Thursday, May 25, 2017
Memorial Day is a national holiday that has become synonymous with the unofficial start of summer, picnics and camping season. While we look forward to Memorial Day as a time to relax, the true story behind this holiday is more somber and worthy of remembrance. Did You Know?
1. Memorial Day was originally called Decoration Day as a day of remembrance for those who have died in service of the United States of America. Since Memorial Day honors those who have made the ultimate sacrifice for our Nation you should not wish someone a "Happy Memorial Day."
2. Over two dozen cities and towns claim to be the birthplace of Memorial Day. While Waterloo N.Y. was officially declared the birthplace of Memorial Day by President Lyndon Johnson in May 1966, it’s difficult to prove conclusively the origins of the day.
3. Memorial Day was borne out of the Civil War and a desire to honor our dead. It was officially proclaimed on 5 May 1868 by General John Logan, national commander of the Grand Army of the Republic.
4. General Logan proclaimed Decoration Day to be the 30th of May, 1868. He selected that date because it wasn’t the anniversary of any particular battle.
5. The first state to officially recognize the holiday was New York in 1873. By 1890 it was recognized by all of the northern states.
6. The South refused to acknowledge the day, honoring their dead on separate days until after World War I (when the holiday changed from honoring just those who died fighting in the Civil War to honoring Americans who died fighting in any war).
7. Moina Michael conceived of an idea to wear red poppieson Memorial day in honor of those who died serving the nation in war. She was inspired by the poem “in Flanders Fields”. She was the first to wear the red poppy and sold poppies to her friends and co-workers with the money to benefit servicemen in need.
8. Shortly before Memorial Day in 1922 the VFW became the first veterans’ organization to nationally sell poppies.Two years later their “Buddy” Poppy program was selling artificial poppies made by disabled veterans. In 1948 the US Post Office honored Ms. Michael for her role in founding the National Poppy movement by issuing a red 3 cent postage stamp with her likeness on it.

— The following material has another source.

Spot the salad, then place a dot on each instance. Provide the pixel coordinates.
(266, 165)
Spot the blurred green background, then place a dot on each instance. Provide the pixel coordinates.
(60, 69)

9. In traditional observance, the flag of the United States is raised briskly to the top of the staff and then solemnly lowered to the half-staff position, where it remains only until noon. It is then raised to full-staff for the remainder of the day. The half-staff position remembers the more than one million men and women who gave their lives in service of their country. At noon, their memory is raised by the living, who resolve not to let their sacrifice be in vain, but to rise up in their stead and continue the fight for liberty and justice for all.
10. Traditional observance of Memorial day has diminished over the years and many Americans have forgotten the meaning and traditions of the day. At many cemeteries, the graves of the fallen are increasingly ignored or neglected. Most people no longer remember the proper flag etiquette for the day. While there are towns and cities that still hold Memorial Day parades, many have not held a parade in decades.
11. The website www.usmemorialday.org was created in the fall of 1994 to be a central point of information about Memorial Day in the United States of America, help restore its original intent, and to provide others a chance to share their feelings, pride, respect, and honor for those that gave their all.